Hominy made with lye bought at the store is most common in my area. Be sure you get lye (sodium hydroxide), not drain cleaner, from the grocery, hardware or building supply store. Wash 2 quarts of shelled corn to get rid of dust and chaff. Put the corn in a non-reactive pot (I use my enamel canner) and add 8 quarts potable water and 2 ounces of purchased lye (about 8 - 9 teaspoons). Bring the pot to a boil and boil vigorously 30 minutes. Turn off heat and let stand 20 minutes longer. Drain hominy and rinse well using hot water.

Work the hominy (rub it) with your hands, until skins and the little dark tips at the point of the corn are gone. Float them away in the rinsing water.
Drain the hominy, rinse out the pot and put the corn back in. Add water to cover plus one inch and bring to a boil. Boil 5 min. Change to fresh water and repeat the 5 minute boiling cycle 4 more times.
At this point you may cook and eat it, freeze it, can it or dehydrate it. This recipe makes 6 quarts or so of hominy (which amount fits my canner per- fectly for canning).

You can make your own lye water by dripping rain water (distilled for those with no rain catching system) through hardwood ashes. You might have trouble finding a barrel to make the drip system. Don't worry, plastic pails that stack work just as well. (Better yet if you can get the baker at the local grocery store to give you a couple for free.) Proceed to make lye water in the usual manner and remember, if it not strong enough to suit you or to float the egg, you can simply run the weak lye water through 
another pail of fresh ashes to make it stronger, or boil it down to concentrate it.

To use the lye water to make hominy, put 2 gallons of lye water, 2 gallons of dry corn, and 2 additional gallons of plain potable water in a large non-reactive pot (that enamel canner works just fine!). Simmer until the corn kernel skins start to slip off. Drain, rinse and rub the corn through 4 cycles to get the lye out. Boil in the cleaned pot in water to cover until the skins finish coming off completely and the hominy rises top of the water. Scoop the hominy out and cook it as desired.

You can even skip the lye making step and make hominy with wood ash directly. Put two double handfuls of clean ashes (meaning you did not burn anything but just the wood) from oak, maple or poplar wood fires into 2 to 3 quarts of clean water. Boil for 1 hour, and then let it set all night for the ashes to settle. In the morning, boil dried corn in the water (strained if you like) until the skins come off and the corn color brightens, about 1-2 hours). Rinse and rub in 3 changes of water. Use the fresh hominy right away or preserve for later.

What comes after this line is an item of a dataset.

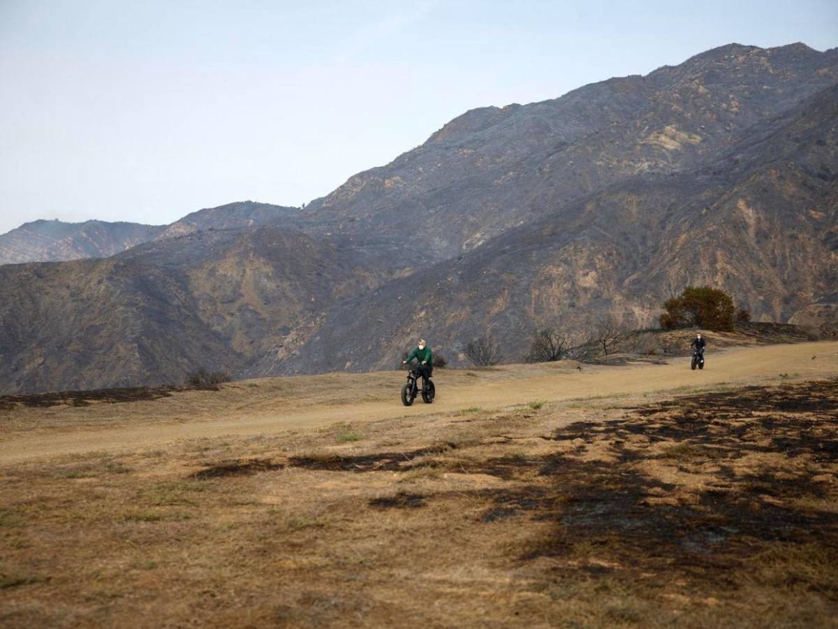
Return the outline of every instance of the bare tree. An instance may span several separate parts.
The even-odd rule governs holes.
[[[500,350],[489,335],[469,340],[463,348],[466,357],[478,366],[490,366],[500,362]]]
[[[613,348],[614,344],[623,337],[623,327],[613,317],[604,315],[594,322],[590,339],[592,342],[602,347],[603,352],[608,356],[608,350]]]
[[[570,346],[567,333],[556,328],[545,328],[533,335],[530,340],[527,362],[552,362],[561,361]]]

Some recipes use lime instead of lye to treat the corn. You can use either pickling lime (also called mason's, builders, or hydrated lime) which is calcium hydroxide, or you can use quick lime which is calcium oxide. Either one works, they just are used slightly differently.

To use calcium hydroxide, place 2 quarts of potable water in a large (4 quart) non-reactive pot. Put on the stove on high heat. As it begins to simmer, stir in 2 tablespoons of the lime with a wood spoon. When it is totally dissolved, add 1 quart of washed dry corn. Discard any kernels that float. When the pot begins to boil, lower heat to a simmer, and simmer 2 minutes. Turn off the heat, cover the pot and soak the corn 4 hours to overnight. Check it, and when the corn skins start to slip, drain the corn into a colander and put it under running water. Work and rub the corn with your hands to remove skins, and gelatinous slime. When the corn is clean, there will only remain a small speck at the corn tip. That is the germ, it can stay or not as you like. Boil the hominy in clean water until it is as done as you like.

If your lime is calcium oxide, you use it the same way except that you do not heat the pot. You add the lime to cold water, and it will start to bubble. Stir to dissolve it completely. When the bubbling stops, add the corn, and then put the pot on the fire. Heat, soak, and rinse it as above.

If you want a non-corrosive way to make hominy (perhaps your toddler gets into everything and feeds it to the family dog to boot) you can use baking soda instead of lye or lime. It takes longer, but is perfectly tasty just the same.

Shell out 1 quart of field corn, and wash it to get rid of dirt, dust, and chaff. 
Put the corn in a large non-reactive (enamel or stainless steel) pot with 2 quarts of water and 2 tablespoons of baking soda. Soak it overnight.
The next day, put the whole pot on the fire, and bring to a boil. Lower heat and simmer 3 hours. Drain, replace the water with cold water and rub the corn hulls off. Drain off the water and hulls, replace with more cold water. Bring to a boil, and simmer only 1 hour this time. Drain, put in cold water and rub off more corn hulls. Repeat the simmer-wash cycle until all the corn is free of hulls. Drain, cook in fresh water until done to suit.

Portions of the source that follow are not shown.